As a System Administrator, we tend to manage a number of MYSQL Server instance. So we need to find a better way of managing this set of mysql server into much a easier and centralized way. In my environment, I have 5 different MySQL database servers running separately under different server location. Since it run standalone and not in cluster mode, I need to have one platform to manage these database servers altogether.

PHPmyAdmin is able to do this, with some changes on the configuration files. You just need to allow the MySQL user and host on every database server to be connected to. The setup that I am going to do will be as below:

phpmyadmin-multiple-mysql

Inorder to install phpmyadmin on ubuntu, you need 3 main packages apache , MySQL and php has to be installed and configured properly.
1. Apache2 installation and configuration
2. Mysql installation
3. PHP installation

I’m assuming you have already installed a running LAMP on your server.
After installing apache2, mysql and php, you can continue with the below steps to install and configure phpmyadmin

SET UP

The steps in this tutorial require the user to have root privileges on your VPS.
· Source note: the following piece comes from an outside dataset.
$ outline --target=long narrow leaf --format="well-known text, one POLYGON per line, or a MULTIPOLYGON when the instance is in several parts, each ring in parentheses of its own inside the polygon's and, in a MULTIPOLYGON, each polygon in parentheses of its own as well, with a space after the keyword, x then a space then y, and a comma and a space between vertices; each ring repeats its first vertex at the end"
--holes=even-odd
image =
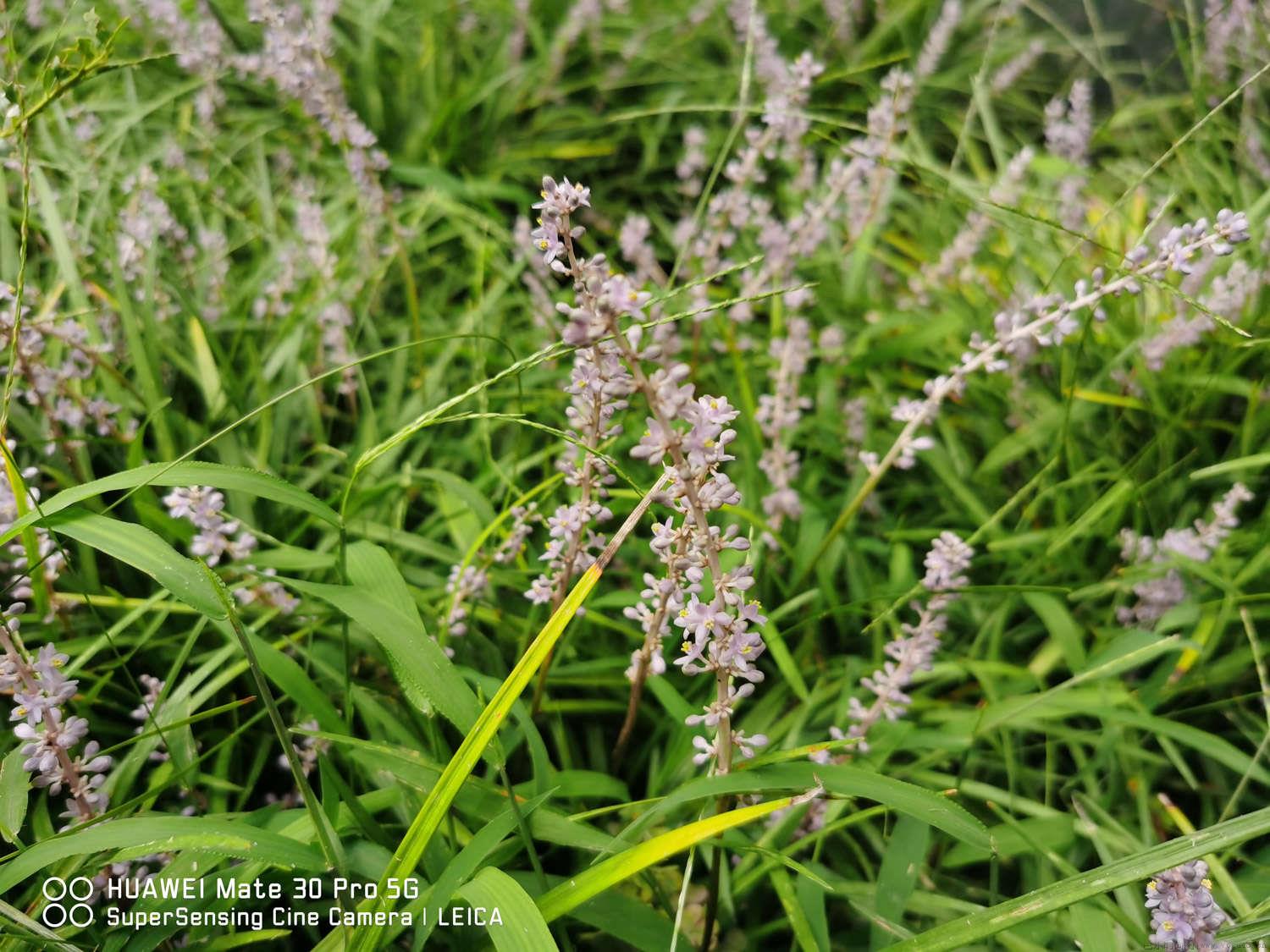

Variables being used in this tutorial are:
Web Server IP: 192.168.1.150
PHPmyAdmin directory: /etc/phpmyadmin
User: phpmaroot
Password: pmapass123!

Install phpmyadmin

We will going to install phpmyadmin on svr1.webserver, and this server will going to manage our MYSQL servers

apt-get install phpmyadmin

Create root user to manage phpmyadmin

This step is optional, ofcourse we may use root to login on phpmyadmin.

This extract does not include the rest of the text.